Economic Situation

Title

Economic Situation

Creator

Bullitt, William C. (William Christian), 1891-1967

Identifier

WWP16139

Date

1919 January 1

Description

Proposed statement to the press on Russia.

Source

Cary T. Grayson Papers, Woodrow Wilson Presidential Library, Staunton, Virginia

Language

English

Text

Russia today is in a condition of acute economic distress. The blockade by land and sea is the cause of this distress and lack of the essentials of transportation is its gravest symptom. Only one fourth of the locomotives which ran on Russian lines before the war are now available for use. Furthermore, Soviet Russia is cut off entirely from all supplies of coal and gasoline. In consequence, transportation by all steam and electric vehicles is greatly hampered; and transportation by automobile aned by the fleet of gasoline-using Volga steamers and canal boats is impossible.

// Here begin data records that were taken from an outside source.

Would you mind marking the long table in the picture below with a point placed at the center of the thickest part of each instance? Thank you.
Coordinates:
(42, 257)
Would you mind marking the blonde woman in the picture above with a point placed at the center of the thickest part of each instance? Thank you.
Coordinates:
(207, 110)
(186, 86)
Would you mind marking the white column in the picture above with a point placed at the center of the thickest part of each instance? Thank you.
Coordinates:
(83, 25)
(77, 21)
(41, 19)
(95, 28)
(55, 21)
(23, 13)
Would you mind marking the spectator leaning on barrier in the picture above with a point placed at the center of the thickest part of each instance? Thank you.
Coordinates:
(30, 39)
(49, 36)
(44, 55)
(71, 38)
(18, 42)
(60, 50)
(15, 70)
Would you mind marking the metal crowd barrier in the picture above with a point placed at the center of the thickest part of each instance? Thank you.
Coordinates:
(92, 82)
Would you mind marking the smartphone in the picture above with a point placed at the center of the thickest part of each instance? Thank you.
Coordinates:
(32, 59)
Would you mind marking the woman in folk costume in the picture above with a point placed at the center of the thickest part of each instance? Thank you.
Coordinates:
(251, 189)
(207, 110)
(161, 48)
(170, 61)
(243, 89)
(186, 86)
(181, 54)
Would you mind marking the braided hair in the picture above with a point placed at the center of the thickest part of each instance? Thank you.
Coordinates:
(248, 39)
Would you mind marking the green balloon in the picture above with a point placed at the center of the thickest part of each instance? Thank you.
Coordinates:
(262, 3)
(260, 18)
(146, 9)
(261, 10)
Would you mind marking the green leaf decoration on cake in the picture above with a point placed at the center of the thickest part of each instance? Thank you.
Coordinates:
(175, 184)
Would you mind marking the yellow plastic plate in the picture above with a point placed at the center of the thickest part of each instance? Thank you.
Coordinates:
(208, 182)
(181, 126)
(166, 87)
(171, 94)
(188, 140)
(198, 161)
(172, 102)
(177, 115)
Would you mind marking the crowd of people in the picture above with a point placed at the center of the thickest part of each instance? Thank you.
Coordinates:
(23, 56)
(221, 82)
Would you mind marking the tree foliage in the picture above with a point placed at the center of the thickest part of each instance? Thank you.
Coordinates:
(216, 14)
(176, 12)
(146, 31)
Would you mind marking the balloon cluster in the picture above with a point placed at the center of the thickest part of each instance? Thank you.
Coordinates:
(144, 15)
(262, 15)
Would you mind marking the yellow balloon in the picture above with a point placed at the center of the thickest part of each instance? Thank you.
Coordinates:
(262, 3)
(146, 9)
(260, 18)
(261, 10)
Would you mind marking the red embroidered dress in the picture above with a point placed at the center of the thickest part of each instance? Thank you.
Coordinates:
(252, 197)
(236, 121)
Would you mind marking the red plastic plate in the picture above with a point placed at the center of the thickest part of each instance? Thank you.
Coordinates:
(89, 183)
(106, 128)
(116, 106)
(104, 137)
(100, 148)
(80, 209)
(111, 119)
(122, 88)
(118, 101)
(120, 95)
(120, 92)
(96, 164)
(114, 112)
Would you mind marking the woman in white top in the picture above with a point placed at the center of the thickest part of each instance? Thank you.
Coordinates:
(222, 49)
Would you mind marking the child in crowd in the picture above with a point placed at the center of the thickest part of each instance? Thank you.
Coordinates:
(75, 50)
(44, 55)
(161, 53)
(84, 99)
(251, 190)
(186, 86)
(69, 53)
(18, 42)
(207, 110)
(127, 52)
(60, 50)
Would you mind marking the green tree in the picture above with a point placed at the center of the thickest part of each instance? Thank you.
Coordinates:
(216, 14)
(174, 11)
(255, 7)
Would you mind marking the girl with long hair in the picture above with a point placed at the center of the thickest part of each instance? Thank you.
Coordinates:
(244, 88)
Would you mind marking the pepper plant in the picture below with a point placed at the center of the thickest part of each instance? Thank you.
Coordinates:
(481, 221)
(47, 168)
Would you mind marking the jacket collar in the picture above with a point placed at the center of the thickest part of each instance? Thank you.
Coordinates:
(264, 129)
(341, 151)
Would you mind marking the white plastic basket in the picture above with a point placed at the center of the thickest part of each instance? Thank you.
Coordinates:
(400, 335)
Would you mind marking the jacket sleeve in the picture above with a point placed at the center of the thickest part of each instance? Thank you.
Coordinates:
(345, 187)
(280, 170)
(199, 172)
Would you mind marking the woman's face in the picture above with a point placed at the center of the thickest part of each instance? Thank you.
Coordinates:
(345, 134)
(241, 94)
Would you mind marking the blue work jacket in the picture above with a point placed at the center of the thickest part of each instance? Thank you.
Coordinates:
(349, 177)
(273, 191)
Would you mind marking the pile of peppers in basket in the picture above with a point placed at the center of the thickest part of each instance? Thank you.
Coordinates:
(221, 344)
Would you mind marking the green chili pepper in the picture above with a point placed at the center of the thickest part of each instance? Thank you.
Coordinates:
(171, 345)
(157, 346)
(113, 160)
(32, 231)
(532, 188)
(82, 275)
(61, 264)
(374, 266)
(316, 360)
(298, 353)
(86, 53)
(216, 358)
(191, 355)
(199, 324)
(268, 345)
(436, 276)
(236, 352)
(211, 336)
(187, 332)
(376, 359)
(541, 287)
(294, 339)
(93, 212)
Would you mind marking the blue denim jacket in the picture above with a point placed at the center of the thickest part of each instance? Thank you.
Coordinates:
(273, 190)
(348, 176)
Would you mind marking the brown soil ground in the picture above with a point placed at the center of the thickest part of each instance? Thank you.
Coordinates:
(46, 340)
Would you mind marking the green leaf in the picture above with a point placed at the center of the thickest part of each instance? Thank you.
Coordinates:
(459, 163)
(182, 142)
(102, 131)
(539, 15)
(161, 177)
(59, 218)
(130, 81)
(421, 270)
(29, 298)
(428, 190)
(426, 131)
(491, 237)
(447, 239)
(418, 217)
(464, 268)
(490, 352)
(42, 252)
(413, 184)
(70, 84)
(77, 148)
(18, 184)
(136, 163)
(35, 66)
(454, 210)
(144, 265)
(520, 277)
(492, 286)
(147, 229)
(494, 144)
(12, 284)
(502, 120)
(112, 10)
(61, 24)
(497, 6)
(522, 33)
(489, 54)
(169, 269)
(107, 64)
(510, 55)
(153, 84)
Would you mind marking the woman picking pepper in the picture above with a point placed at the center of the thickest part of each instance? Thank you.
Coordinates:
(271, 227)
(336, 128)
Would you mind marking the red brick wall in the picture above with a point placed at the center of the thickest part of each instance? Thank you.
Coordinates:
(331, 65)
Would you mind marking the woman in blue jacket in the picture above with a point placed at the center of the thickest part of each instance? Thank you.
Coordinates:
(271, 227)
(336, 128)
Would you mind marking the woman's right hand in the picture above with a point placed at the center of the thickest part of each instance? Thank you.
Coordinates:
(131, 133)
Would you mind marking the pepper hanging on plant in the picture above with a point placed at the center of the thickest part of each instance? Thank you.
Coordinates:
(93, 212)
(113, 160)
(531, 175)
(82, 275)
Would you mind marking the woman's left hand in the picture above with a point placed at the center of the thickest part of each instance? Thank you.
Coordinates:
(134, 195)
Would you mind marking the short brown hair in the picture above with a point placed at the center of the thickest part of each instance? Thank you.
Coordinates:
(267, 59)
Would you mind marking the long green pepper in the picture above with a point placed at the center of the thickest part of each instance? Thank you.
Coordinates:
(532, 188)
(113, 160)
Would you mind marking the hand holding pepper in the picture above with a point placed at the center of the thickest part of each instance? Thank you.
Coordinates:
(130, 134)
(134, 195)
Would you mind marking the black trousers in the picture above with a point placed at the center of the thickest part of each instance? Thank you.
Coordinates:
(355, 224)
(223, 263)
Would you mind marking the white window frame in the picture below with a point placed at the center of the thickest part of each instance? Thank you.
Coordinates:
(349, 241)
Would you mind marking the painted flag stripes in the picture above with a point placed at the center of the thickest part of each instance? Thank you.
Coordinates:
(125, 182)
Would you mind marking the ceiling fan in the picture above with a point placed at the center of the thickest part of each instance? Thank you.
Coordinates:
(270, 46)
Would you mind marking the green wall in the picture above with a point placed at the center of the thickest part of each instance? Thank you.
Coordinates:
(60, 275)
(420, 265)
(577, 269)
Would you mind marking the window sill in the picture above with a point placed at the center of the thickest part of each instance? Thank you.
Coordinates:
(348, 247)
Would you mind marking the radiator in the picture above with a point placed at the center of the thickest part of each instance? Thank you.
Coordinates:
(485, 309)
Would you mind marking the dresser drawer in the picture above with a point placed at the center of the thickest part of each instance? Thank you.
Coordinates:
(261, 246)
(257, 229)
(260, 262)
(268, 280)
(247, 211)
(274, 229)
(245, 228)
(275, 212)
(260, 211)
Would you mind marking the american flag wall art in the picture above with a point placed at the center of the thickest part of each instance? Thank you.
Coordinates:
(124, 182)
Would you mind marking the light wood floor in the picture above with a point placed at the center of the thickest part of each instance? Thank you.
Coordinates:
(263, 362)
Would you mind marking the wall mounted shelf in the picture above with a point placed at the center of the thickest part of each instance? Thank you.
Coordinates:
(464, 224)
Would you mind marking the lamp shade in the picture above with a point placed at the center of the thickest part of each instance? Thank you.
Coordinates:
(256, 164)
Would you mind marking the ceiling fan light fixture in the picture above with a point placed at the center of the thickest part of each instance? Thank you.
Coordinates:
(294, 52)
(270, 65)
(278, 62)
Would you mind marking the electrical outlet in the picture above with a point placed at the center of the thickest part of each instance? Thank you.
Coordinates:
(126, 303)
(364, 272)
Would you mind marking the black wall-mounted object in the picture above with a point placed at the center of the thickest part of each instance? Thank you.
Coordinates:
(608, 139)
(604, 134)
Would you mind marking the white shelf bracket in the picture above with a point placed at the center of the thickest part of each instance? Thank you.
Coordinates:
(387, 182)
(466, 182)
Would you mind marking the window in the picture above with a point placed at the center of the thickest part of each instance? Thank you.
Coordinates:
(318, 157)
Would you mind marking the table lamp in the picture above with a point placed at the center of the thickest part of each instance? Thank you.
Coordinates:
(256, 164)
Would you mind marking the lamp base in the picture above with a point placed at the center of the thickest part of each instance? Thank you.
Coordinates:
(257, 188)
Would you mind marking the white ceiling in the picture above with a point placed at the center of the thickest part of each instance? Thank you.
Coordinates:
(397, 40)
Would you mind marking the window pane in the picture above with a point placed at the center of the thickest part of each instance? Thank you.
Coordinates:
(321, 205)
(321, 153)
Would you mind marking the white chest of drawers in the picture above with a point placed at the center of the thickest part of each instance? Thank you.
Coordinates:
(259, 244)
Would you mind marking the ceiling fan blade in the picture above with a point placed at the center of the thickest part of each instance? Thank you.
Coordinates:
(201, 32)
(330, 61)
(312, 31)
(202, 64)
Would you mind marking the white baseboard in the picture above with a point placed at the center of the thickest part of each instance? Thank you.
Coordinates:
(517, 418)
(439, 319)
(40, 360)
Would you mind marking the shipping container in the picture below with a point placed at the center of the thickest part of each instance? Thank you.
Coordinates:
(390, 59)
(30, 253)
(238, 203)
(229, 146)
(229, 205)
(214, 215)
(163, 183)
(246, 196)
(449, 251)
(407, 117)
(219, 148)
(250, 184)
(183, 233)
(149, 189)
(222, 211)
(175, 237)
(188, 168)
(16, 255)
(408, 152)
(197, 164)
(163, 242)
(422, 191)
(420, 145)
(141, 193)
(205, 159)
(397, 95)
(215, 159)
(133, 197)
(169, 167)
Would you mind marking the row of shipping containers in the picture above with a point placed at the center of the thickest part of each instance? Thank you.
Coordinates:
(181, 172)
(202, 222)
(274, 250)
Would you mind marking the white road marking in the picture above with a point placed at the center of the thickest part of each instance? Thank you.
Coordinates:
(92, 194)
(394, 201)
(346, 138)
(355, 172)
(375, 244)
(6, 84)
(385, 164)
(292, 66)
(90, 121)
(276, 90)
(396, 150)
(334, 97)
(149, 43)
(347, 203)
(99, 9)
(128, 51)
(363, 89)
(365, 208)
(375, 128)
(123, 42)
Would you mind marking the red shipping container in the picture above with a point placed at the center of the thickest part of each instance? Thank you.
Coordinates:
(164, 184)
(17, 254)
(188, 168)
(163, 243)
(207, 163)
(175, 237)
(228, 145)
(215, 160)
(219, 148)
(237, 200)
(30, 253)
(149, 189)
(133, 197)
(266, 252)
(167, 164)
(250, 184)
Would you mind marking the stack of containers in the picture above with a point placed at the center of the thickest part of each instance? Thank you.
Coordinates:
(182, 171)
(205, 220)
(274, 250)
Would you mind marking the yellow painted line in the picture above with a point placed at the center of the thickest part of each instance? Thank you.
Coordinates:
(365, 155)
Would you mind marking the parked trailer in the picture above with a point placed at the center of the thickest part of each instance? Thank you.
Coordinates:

As a result of these hindrances to transportation it is possible to bring from the grain centres to Moscow only twenty-five carloads of food a day, instead of the hundred carloads which are essential, and to Petrograd only fifteen carloads, instead of the essential fifty. In consequence, every man, woman and child in Moscow and Petrograd is suffering from slow starvation.

Mortality is particularly high among new-born children, whose mothers cannot suckle them, among newly-delivered mothers, and among the aged. The entire populatinon, in addition, is exceptionally susceptible to disease; and a slight illness is apt to result fatally because of the total lack of medicines. Typhoid, typhus and smallpox are epidemic in both Petrograd and Moscow.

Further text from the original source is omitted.